Evaluation of the Supervisory Board
Regular evaluation of the Supervisory Board is performed via a self-assessment. Once every three years the assessment and evaluation is performed by an external advisor. An external advisor was engaged in 2021. In 2022 the evaluation of the Supervisory Board and its committees was performed by means of a self-assessment, consisting of a written survey, followed by one-on-one meetings between the Chairman and individual Supervisory Board members. Furthermore, the Vice-Chairman interacted with all Supervisory Board members to assess the performance of the Chairman. The outcome of the evaluation is presented to the Supervisory Board. The internal evaluation over last year’s performance of the Supervisory Board concluded that the Supervisory Board overall functioned well. Action points and improvement areas based on the evaluation are agreed among the Supervisory Board members. The main findings of the self-evaluation are discussed with the Executive Board.

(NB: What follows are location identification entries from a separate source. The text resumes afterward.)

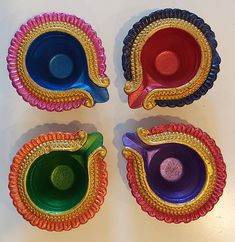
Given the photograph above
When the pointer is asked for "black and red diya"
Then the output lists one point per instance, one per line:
(176, 172)
(169, 59)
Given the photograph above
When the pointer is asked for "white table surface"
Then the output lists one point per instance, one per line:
(120, 218)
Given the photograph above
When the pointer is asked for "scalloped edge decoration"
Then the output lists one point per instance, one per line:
(82, 97)
(191, 18)
(163, 214)
(86, 209)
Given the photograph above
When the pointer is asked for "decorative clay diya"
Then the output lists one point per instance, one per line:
(56, 62)
(176, 172)
(58, 181)
(169, 59)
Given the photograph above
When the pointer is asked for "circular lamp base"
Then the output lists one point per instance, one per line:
(176, 172)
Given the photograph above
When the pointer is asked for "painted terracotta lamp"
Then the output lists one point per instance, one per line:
(56, 62)
(169, 59)
(58, 181)
(176, 172)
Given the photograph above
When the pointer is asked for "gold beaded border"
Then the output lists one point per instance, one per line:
(140, 174)
(62, 145)
(60, 96)
(168, 93)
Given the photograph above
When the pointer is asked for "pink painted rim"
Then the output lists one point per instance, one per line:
(22, 33)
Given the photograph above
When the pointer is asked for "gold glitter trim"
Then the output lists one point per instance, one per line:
(60, 96)
(168, 93)
(140, 174)
(62, 145)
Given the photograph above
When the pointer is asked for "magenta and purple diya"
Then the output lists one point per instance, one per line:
(169, 59)
(58, 181)
(56, 62)
(176, 172)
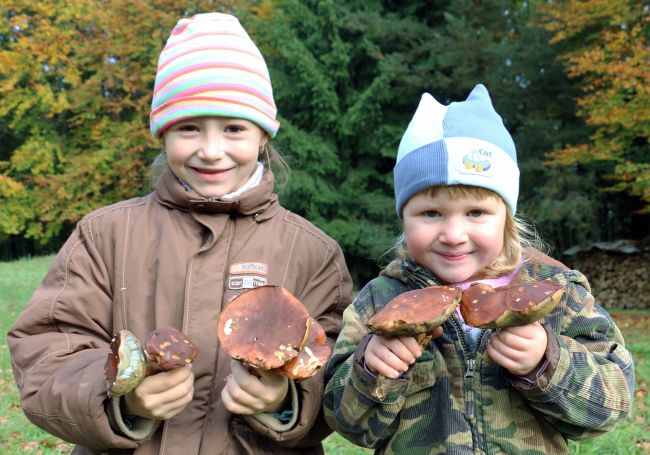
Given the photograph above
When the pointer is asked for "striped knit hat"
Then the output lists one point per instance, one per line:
(464, 143)
(210, 66)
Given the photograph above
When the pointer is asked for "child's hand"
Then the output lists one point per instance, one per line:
(251, 392)
(162, 395)
(518, 349)
(391, 356)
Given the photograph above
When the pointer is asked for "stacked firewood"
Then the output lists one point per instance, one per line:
(619, 280)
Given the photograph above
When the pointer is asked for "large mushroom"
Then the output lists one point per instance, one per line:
(414, 313)
(268, 328)
(486, 307)
(128, 363)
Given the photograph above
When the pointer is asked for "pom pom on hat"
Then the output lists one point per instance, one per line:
(211, 67)
(464, 143)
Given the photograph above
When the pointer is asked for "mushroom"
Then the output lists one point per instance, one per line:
(167, 348)
(268, 328)
(125, 365)
(414, 313)
(128, 363)
(486, 307)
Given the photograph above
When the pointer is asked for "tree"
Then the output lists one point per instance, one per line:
(75, 92)
(606, 50)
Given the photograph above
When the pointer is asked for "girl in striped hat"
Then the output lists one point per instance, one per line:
(211, 229)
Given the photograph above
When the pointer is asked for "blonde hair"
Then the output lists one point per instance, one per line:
(518, 233)
(269, 156)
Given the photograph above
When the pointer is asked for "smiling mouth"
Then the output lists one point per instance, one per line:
(210, 171)
(453, 256)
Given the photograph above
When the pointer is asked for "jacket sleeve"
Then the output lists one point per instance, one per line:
(588, 384)
(59, 345)
(360, 406)
(326, 295)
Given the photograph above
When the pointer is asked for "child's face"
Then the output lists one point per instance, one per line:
(454, 238)
(214, 155)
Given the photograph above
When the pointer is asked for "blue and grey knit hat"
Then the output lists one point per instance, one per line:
(464, 143)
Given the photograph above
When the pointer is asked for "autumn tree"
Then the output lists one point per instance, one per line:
(605, 48)
(75, 92)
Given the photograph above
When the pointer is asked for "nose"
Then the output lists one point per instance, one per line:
(212, 148)
(453, 232)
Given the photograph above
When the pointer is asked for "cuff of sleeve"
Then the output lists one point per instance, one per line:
(285, 420)
(376, 387)
(539, 378)
(136, 428)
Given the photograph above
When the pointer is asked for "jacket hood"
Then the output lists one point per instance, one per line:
(258, 200)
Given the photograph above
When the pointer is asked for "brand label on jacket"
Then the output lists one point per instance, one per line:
(249, 268)
(246, 281)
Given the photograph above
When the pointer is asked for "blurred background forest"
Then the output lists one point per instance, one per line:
(571, 80)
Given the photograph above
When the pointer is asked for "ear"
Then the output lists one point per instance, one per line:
(265, 140)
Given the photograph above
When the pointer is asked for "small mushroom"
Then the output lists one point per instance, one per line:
(167, 348)
(268, 328)
(486, 307)
(128, 363)
(414, 313)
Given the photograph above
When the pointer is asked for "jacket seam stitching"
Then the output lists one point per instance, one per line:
(286, 268)
(306, 228)
(123, 287)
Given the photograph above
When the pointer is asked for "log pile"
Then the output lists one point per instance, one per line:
(619, 277)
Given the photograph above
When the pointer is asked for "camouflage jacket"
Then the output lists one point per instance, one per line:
(456, 401)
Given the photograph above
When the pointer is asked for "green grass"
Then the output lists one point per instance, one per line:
(19, 279)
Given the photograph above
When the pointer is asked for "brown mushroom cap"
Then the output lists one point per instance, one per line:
(167, 348)
(486, 307)
(267, 327)
(312, 356)
(125, 365)
(416, 312)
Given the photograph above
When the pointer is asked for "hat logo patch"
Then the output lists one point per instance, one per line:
(477, 160)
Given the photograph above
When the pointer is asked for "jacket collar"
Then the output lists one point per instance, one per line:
(410, 273)
(259, 201)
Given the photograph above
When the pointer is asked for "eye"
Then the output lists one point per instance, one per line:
(187, 127)
(234, 128)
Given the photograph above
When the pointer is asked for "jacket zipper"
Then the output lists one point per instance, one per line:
(468, 378)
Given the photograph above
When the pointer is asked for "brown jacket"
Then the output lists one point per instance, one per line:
(171, 258)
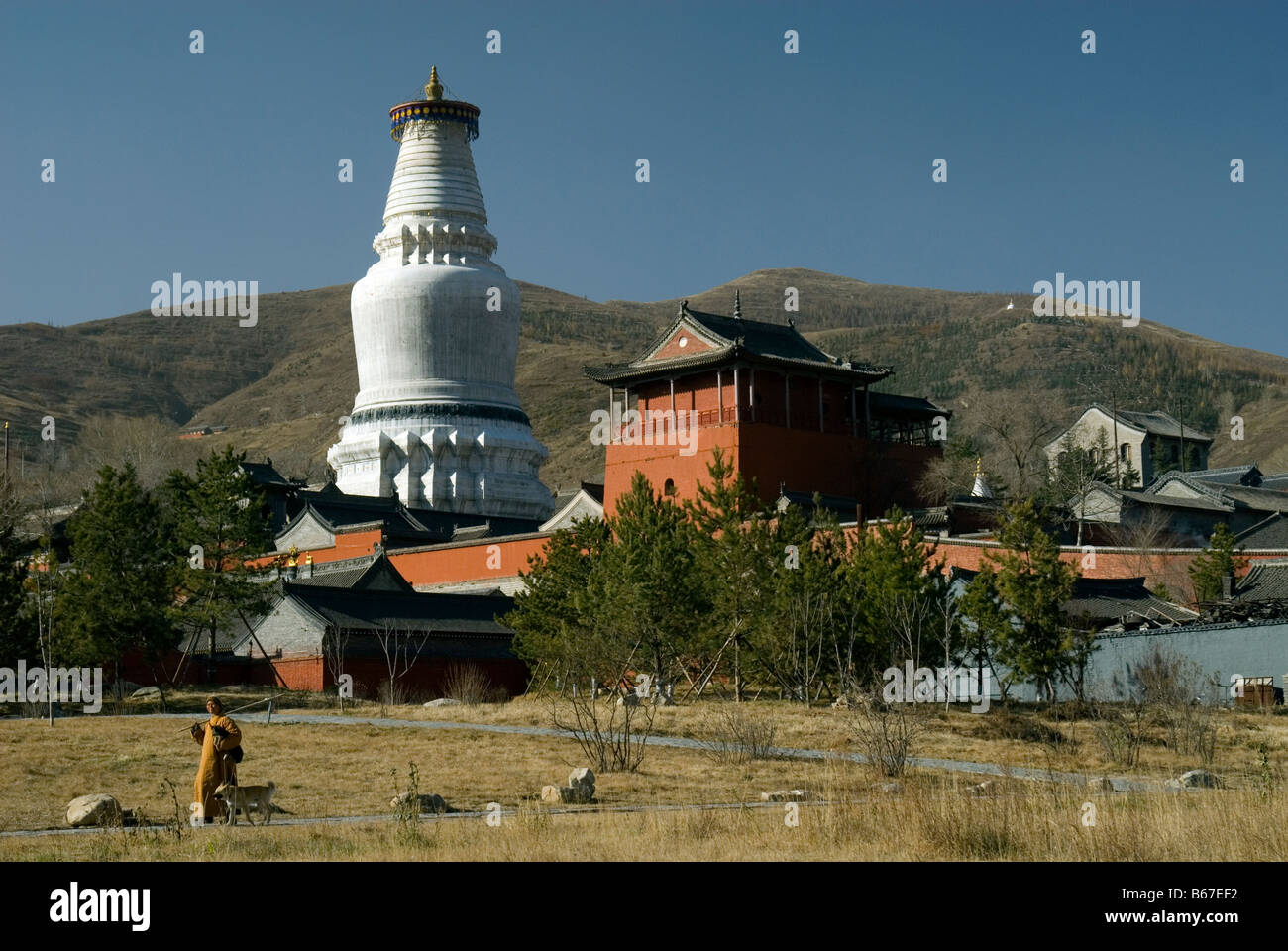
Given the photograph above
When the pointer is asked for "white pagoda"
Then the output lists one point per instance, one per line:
(436, 328)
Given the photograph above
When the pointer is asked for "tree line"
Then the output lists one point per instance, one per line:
(728, 594)
(149, 569)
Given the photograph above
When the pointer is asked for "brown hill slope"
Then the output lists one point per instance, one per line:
(282, 385)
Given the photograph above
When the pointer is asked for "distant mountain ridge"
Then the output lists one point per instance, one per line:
(282, 385)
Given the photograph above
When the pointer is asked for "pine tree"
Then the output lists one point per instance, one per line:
(549, 624)
(647, 591)
(220, 523)
(737, 556)
(120, 594)
(901, 589)
(1218, 560)
(1028, 581)
(17, 632)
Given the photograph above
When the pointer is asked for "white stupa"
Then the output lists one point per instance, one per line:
(436, 328)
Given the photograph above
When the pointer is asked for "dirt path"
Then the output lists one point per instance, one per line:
(958, 766)
(1120, 784)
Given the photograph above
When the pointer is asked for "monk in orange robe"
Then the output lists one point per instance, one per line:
(219, 736)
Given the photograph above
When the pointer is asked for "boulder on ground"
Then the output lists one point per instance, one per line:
(430, 801)
(1196, 779)
(567, 793)
(789, 795)
(94, 809)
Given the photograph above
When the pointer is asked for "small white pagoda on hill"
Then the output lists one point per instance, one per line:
(436, 328)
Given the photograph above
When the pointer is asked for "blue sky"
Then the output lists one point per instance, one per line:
(224, 165)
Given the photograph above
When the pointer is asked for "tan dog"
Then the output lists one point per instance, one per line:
(246, 797)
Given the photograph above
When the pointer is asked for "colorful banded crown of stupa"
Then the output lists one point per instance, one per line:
(436, 334)
(433, 108)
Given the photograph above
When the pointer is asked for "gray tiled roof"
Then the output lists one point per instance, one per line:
(771, 343)
(1247, 475)
(1263, 581)
(1106, 600)
(1269, 532)
(360, 611)
(1158, 423)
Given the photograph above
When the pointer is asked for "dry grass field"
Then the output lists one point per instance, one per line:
(355, 770)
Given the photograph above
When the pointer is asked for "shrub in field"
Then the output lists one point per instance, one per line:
(468, 684)
(887, 733)
(737, 736)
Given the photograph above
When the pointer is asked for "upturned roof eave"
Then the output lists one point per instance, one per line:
(618, 372)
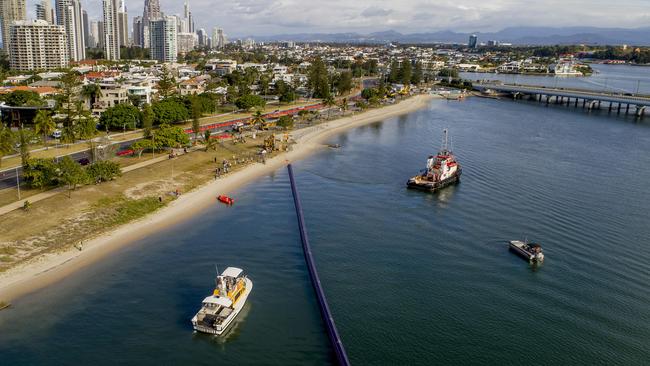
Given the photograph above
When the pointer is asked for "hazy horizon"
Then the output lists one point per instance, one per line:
(268, 17)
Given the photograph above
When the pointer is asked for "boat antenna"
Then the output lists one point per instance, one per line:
(444, 140)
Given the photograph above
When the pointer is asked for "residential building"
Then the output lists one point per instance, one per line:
(192, 86)
(44, 11)
(202, 37)
(187, 42)
(123, 25)
(163, 39)
(473, 41)
(218, 38)
(69, 14)
(151, 12)
(86, 25)
(95, 39)
(111, 30)
(37, 45)
(137, 31)
(221, 67)
(10, 11)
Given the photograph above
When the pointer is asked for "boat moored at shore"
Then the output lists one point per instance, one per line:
(442, 170)
(220, 309)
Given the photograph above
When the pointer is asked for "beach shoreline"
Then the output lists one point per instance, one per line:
(50, 268)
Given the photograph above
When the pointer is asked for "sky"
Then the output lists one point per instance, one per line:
(269, 17)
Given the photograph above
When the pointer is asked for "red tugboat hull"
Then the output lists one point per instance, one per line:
(225, 199)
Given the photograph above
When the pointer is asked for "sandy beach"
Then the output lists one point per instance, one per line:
(51, 268)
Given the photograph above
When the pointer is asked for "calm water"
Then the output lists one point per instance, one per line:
(412, 278)
(606, 78)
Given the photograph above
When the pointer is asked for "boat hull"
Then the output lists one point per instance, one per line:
(226, 324)
(523, 253)
(434, 186)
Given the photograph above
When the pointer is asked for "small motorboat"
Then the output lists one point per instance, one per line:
(530, 251)
(227, 300)
(225, 199)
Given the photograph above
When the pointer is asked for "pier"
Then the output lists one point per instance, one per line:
(328, 319)
(626, 103)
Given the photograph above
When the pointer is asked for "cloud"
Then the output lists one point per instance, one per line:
(264, 17)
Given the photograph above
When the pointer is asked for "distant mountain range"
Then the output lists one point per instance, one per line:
(514, 35)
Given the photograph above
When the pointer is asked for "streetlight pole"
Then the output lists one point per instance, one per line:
(18, 183)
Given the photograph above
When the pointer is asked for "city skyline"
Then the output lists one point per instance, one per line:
(264, 17)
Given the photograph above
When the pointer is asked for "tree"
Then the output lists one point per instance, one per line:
(344, 83)
(21, 98)
(393, 76)
(143, 144)
(44, 124)
(249, 101)
(86, 126)
(170, 111)
(71, 174)
(318, 79)
(40, 173)
(166, 84)
(344, 104)
(120, 116)
(368, 93)
(6, 141)
(92, 92)
(265, 82)
(209, 142)
(147, 120)
(24, 145)
(170, 136)
(329, 102)
(286, 122)
(257, 119)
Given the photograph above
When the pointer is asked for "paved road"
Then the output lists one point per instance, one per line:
(8, 178)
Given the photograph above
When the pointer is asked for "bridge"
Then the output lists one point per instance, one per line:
(589, 99)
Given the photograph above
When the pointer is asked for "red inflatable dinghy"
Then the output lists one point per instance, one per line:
(225, 199)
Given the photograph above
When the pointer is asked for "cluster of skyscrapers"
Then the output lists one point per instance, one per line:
(61, 34)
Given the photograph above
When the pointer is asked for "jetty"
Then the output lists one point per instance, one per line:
(579, 98)
(328, 319)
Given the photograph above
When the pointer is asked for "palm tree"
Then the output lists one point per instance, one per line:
(344, 104)
(6, 141)
(258, 119)
(329, 102)
(44, 124)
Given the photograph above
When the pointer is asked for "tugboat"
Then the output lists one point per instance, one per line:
(442, 170)
(531, 252)
(222, 307)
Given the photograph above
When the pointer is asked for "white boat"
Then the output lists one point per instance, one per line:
(566, 67)
(220, 309)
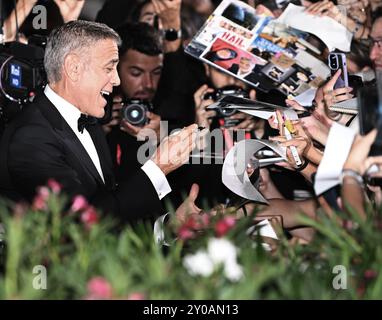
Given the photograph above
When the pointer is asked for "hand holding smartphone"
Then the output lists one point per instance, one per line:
(337, 61)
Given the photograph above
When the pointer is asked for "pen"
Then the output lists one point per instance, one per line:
(293, 149)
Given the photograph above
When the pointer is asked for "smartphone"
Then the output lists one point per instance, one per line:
(337, 61)
(356, 83)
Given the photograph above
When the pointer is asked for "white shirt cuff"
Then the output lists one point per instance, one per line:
(157, 178)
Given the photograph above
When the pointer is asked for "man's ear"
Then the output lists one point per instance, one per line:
(73, 66)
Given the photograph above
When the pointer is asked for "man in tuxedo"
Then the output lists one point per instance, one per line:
(58, 137)
(140, 67)
(246, 70)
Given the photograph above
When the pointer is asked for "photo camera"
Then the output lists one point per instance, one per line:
(225, 113)
(22, 70)
(134, 111)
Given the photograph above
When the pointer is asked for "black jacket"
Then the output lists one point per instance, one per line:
(39, 145)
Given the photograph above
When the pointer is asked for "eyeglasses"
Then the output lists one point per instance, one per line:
(372, 42)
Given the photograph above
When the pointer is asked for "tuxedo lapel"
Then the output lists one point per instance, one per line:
(67, 135)
(103, 151)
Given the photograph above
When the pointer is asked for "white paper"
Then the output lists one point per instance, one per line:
(234, 174)
(336, 152)
(351, 104)
(306, 98)
(332, 33)
(290, 113)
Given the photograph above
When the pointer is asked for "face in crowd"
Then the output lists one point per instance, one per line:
(245, 65)
(140, 74)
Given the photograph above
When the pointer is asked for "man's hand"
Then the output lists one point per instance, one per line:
(332, 96)
(70, 9)
(174, 150)
(150, 130)
(203, 117)
(188, 207)
(168, 12)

Profile and composition of the Supervisory Board
The Supervisory Board consisted of five members. Its members possess the desired competencies in accordance with the profile of the Supervisory Board and are independent in the performance of their duties and responsibilities. The Supervisory Board continuously monitors the profile and composition of the Board, continuously striving for a diverse and balanced composition of the Supervisory Board in accordance with the latest governance requirements and regulations.
In 2022’s Annual General Meeting (AGM), Rob Zandbergen was appointed for a term of four years succeeding Tjalling Tiemstra Following the reappointment and resignation rules of the Supervisory Board, the appointment terms of Angelique Paulussen-Hoogakker and Peter Blauwhoff will expire in 2023. After having served eight years on the Supervisory Board, Peter Blauwhoff’s term as Chairman of the Supervisory Board is set to expire in 2023. For continuity, Peter Blauwhoff has informed the Supervisory Board and the Boards of the two shareholders (Stichting HaskoningDHV and Stichting Administratiekantoor HaskoningDHV) that he is available for reappointment per the 2023 AGM for a period of one year. The Supervisory Board has started the process for the succession of Angelique Paulussen-Hoogakker in close consultation with the Works Council.
The Supervisory Board consisted of two female and three male members in 2022, all of whom are of Dutch nationality. The Supervisory Board continues to strive and achieve a balanced composition of both the Executive and the Supervisory Board in terms of gender, knowledge, experience, and background.